While both Cyr, who died in 1995, and Dorr, who died in 2006, were not around to see the yellow school bus stamp issued, Dorr's daughter, Debi Hunsberger, said she thinks, "Absolutely they would be proud of their efforts."
The postal service issued the stamp on Jan. 5, and it is used on letters that weigh more than the standard ounce. Hunsberger didn't know the stamp had been issued until a person her mom talked to about the stamp called her on March 10.
"My mom kept asking 'Why do they keep turning down the bus? Everybody has ridden in one,'" Hunsberger said. "It was a long, long process. Our families are really glad this has happened since they worked so hard on it. It's a nice feeling to see something they both worked so hard on is finished. This stamp that was issued was not the same design they submitted, but it recognizes the yellow school bus."

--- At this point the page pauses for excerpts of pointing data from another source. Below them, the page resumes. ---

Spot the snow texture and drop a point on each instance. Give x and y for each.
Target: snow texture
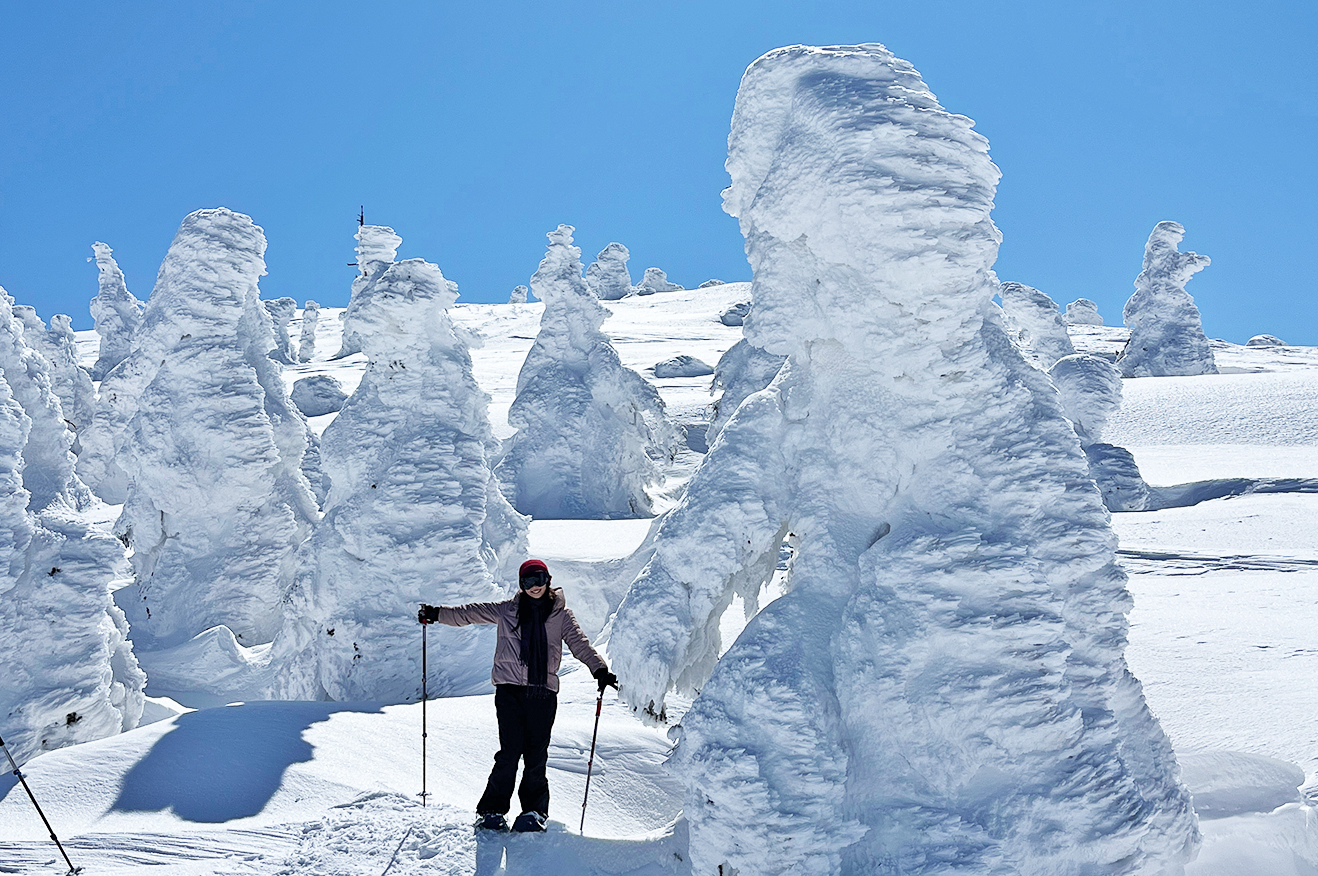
(307, 337)
(116, 311)
(682, 366)
(69, 380)
(1082, 312)
(1035, 324)
(591, 434)
(736, 315)
(1167, 335)
(414, 514)
(377, 246)
(70, 673)
(943, 686)
(742, 370)
(215, 502)
(608, 275)
(1265, 340)
(282, 310)
(655, 281)
(318, 395)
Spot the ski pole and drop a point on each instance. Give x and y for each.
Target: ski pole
(45, 821)
(589, 764)
(423, 697)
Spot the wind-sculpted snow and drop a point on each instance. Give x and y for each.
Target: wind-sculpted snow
(608, 274)
(281, 311)
(307, 337)
(1035, 324)
(1167, 335)
(414, 514)
(116, 311)
(1082, 312)
(215, 502)
(943, 686)
(589, 431)
(377, 246)
(70, 673)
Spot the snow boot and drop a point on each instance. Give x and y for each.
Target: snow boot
(529, 822)
(493, 821)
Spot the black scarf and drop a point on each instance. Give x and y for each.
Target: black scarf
(531, 615)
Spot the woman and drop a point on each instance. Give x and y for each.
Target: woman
(533, 626)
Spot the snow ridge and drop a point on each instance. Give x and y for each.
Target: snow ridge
(943, 686)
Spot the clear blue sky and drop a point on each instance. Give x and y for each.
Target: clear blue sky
(476, 128)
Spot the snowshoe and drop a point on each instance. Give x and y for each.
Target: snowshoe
(529, 822)
(492, 821)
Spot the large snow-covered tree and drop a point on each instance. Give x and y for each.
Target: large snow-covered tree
(591, 434)
(69, 669)
(215, 501)
(1167, 333)
(414, 513)
(943, 686)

In a description about the stamp, the postal service said the stamp features a 21st century school bus in front of a silhouetted schoolhouse, complete with a clock tower announcing the beginning of a school day. The information about the stamp includes information about how the color was chosen, but doesn't mention Cyr by name.
Cyr, known as "Father of the Yellow School Bus," tried to convince the postal service to commission a yellow school bus stamp in 1989, 50 years after he and others met at Columbia University to discuss universal modes of transportation for school students, Hunsberger said.
Cyr was a professor of rural education at Columbia University when he organized the conference in April 1939 to establish national school bus construction standards, including the standard color of yellow for the school bus, a post on the Columbia University Teachers College website said. Prior to the meeting, buses were painted any color the school districts wanted, and were varying lengths and widths, which was not good for bus manufacturers because they wanted to use assembly lines, the article said.
In addition to picking the color, the group voted on 44 standards, including body lengths, ceiling heights, door specifications and aisle widths, the article said. Most of those standards have changed since 1939, but the color has remained the same.
Cyr retired and moved to Stamford, where he met and became friends with Ed and Joan Dorr, Hunsberger said. Cyr sent letters to the USPS Stamp Committee asking for a school bus stamp, and was turned down, she said. After Cyr died, Joan took over the job of trying to get the stamp issued by the postal service, she said. "She was good friends with Congressman Sherwood Boehlert and state Sen. James Seward and sent letters to them asking about the stamp," Hunsberger said. They both agreed a stamp should be issued.
She said her mom corresponded with several people at the federal level to try to get the stamp issued and received letters from congressmen in return, stating they were in favor of the stamp. There was also an article written in the School Bus Fleet magazine about the history of the standard color and the hope a stamp would be issued in 1999, Hunsberger said.